Cue worrying, and I hung around the barn for another two hours waiting for the vet who was due that afternoon to look at a few other horses. She felt all over and had me jog him and declared him 100%, but didn’t have a good explanation for the divot. She suggested maybe we’d just missed it before and it looked ominous in the context of the LH problem, or that it had shifted slightly, but either way – no sensitivity, no soreness, no nothing. Keep on keeping on.

I spent about 9 hours total at the barn, and that was the last time I’ve been to the barn since. I worked two 12+ hour days in a row for our Independence day stuff at work (open long hours, playing historic children’s games, and marching in a parade) and then on July 4 we opted not to drive 4.5 hours to my family in Maine to celebrate with them but instead stayed in Vermont and slept in.

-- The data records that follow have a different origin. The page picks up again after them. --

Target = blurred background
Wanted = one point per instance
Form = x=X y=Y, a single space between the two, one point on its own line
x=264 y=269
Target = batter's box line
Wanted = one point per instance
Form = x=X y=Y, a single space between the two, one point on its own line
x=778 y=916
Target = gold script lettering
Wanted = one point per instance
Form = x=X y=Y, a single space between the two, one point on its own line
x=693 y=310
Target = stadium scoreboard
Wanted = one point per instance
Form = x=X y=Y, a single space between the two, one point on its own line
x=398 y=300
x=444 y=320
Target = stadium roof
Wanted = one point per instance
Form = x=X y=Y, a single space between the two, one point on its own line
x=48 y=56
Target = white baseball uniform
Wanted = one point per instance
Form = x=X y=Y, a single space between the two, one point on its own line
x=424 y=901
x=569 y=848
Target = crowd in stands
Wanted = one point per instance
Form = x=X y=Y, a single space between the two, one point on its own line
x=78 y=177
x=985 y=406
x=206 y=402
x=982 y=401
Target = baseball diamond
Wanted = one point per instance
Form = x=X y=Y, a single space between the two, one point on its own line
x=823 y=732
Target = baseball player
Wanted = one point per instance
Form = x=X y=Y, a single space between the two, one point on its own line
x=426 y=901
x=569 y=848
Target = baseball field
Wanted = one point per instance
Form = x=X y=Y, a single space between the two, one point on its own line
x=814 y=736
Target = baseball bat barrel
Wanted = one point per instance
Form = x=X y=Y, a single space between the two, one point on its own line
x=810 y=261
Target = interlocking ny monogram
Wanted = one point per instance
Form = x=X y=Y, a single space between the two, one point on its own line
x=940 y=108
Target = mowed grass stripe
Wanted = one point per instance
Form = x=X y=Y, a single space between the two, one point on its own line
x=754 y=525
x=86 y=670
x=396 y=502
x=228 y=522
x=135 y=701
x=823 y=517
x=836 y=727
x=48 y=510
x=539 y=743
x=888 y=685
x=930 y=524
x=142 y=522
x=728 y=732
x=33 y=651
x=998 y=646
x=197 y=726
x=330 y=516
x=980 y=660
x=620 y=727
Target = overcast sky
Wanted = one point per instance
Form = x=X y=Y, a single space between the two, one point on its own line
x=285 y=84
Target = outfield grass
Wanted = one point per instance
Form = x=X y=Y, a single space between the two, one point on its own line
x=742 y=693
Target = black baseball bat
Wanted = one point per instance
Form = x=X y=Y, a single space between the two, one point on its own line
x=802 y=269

The day kept winding on and I did some productive things (scrubbed a toilet, baked a loaf of bread, tidied up a bit) but mostly I lay about and felt blah. It has been unbelievably, insanely wet and hot and humid here these last few weeks and it has finally cascaded to me not wanting to move, on top of my long work week. No easing on the horizon for work, either, if anything more stress, and I never made it to the barn. I got fussy and cranky and succumbed to the useless/lazy feelings that have been dogging me all week and are out in force today. I’m furious at myself for sitting around on a day off and not riding, and setting his rehab schedule back, and generally not getting anything done around the house. Big ol’ case of impostor syndrome all over the place.

Anyway. Back in the saddle tonight, and maybe I’ll chase away some of the blues.